夷隅はメモを取りながら軽く頷いた。スケジュールの話を書き取る余裕を与えたのである。
「その通りです」町村は答えた。
「第一次選考は、交差点編集部の編集者五人で、選考会議を開き候補作を選定しました」
「それは十点ですね」
「そうです」
「二次選考は、三回の会議を開きました。五人の編集者と、五人のプロ作家で構成する選考委員会との合同会議です」
「なるほど」
「その八月末に行われた第三回会議で、貝原先生から、竜野信也、ペンネームは役所信也ですが。彼の作品に対しクレームが付けられました」
町村はその場面を思い出すように語った。
小湊の目がきらりと光ったが、それは一瞬のことだった。事も無げに彼は訊いた。
「それはどのようなものですか?」
「小説中に出てくる人物表現に、問題が有るとのことでした」
「意味が良くわかりませんが」
「具体的には小説の始めの方ですが……第三章『雄三』と云う章がありまして、そこで雄三のエピソードがたくさん出てくるのですが、その幾つかのエピソードで、明らかに自分を中傷攻撃しているとのご指摘でした」
「もう少し具体的にお聞かせ願えませんか。それに参考材料として、竜野さんの応募作品をご提供いただきたいですな」
町村は一旦応接室を出て行った。
帰って来た時、彼は粗末な本を抱えていた。
町村は簡易製本した『欲望の罠』を目の前に二冊出し、一冊を小湊に手渡した。そして貝原が指摘した箇所を、ここですと言ってマーカーで印した。

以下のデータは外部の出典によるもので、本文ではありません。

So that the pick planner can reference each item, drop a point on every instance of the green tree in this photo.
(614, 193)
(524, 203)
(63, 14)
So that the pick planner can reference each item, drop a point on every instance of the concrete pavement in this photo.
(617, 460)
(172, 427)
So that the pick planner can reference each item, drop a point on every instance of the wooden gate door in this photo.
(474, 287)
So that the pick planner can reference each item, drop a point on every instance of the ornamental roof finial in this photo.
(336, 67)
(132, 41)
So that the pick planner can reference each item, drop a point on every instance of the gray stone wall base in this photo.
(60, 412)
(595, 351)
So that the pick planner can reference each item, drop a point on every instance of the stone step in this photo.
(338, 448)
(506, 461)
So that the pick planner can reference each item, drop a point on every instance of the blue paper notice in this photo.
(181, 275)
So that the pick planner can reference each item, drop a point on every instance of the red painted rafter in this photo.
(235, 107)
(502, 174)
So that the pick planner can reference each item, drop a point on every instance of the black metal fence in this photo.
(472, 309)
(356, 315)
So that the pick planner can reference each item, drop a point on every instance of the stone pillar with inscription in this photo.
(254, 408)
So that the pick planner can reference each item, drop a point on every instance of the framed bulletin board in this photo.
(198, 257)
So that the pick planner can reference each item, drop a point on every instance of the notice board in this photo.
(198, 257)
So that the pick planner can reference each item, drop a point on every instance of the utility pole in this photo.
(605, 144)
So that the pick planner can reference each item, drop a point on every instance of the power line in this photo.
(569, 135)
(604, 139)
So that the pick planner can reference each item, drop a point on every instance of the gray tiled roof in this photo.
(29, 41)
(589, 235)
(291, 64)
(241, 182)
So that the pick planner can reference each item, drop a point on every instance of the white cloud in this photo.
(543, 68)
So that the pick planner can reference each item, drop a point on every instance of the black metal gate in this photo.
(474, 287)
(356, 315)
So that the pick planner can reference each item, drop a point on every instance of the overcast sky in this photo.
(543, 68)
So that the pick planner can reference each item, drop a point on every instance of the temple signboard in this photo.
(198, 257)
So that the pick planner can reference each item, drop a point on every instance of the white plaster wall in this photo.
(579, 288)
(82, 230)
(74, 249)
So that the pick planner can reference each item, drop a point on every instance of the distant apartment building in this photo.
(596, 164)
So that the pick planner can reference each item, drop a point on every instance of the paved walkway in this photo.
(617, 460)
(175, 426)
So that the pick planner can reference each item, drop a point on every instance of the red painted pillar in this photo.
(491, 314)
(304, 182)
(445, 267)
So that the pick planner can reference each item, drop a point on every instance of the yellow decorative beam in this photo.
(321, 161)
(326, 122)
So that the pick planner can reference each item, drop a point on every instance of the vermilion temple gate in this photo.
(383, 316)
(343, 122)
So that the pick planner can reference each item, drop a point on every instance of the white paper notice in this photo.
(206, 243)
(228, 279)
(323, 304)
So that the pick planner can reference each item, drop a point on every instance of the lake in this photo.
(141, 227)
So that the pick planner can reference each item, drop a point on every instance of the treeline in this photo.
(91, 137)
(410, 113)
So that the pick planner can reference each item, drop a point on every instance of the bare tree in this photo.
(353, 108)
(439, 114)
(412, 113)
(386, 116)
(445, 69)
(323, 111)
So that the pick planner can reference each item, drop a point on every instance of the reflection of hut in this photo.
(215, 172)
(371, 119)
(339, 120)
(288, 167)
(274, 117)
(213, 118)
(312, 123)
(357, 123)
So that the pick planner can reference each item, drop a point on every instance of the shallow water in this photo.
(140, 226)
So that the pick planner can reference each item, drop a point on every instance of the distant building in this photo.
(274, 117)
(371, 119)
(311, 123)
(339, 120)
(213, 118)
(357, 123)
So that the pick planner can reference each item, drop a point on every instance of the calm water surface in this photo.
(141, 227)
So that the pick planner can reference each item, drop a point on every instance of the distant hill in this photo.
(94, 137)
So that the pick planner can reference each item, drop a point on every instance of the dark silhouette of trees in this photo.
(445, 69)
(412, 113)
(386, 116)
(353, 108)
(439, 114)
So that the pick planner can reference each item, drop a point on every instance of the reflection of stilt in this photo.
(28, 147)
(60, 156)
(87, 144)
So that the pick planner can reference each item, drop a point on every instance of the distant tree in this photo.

業界人なら誰でも知っている、貝原の女性交友に関する失態事件や、その冷血漢ぶりを示すものである。
「なるほどこうした事実は、文芸関係の者なら誰でも知っていると、こういう訳ですな。それでも貝原氏はそれが許せなかった?」
小湊は、未だ作家志望に過ぎない竜野信也が、果たしてそんな内幕ものを知っていただろうかと疑問を感じたが、それは後に取って置く事にした。
「はい。身から出た錆だから、それを週刊誌などで叩かれることは我慢もするが、それを小説化されて、登場人物のあの犯罪者は、貝原がモデルだと言われるようなことは、到底承服し得ないと、まあそういう主張をしていました」
「なるほど…… しかしながら、そのクレームは通らなかったと云うことでしょうか?(竜野の作品は、その第二次選考を通過している筈だ)」
「ああ、そうですね。あの時、貝原先生がもう少し落ち着いて主張されていたら、あの第二次選考時点で、竜野は落ちていた筈だと思います。
そのクレームを審議する所まで行く前に、会議が別の件で紛糾しまして……」
その点では運が良かったと町村は思った。
「と言いますと?」小湊は冷静だ。
「貝原先生が、あれは誰かの陰謀だと言いました」
「ほお、それで?」
「選考委員の中に、貝原先生とは犬猿の仲と言われる、巽龍介委員長がおりまして」
「ふむふむ」
「貝原先生は、『誰かの陰謀だ』と云う部分を、巽先生に向けておっしゃいました」
「ほお、その時どうなりました?」
小湊の代わりに、夷隅が身を乗り出した。
「巽先生が激怒されまして、重鎮の神林英彦先生が、どうにかその場を治めてくれましたが、その後の会議は、そのことには特に触れずに展開して、選考投票に移りました」
町村は一つ一つ思い出すように、そう話した。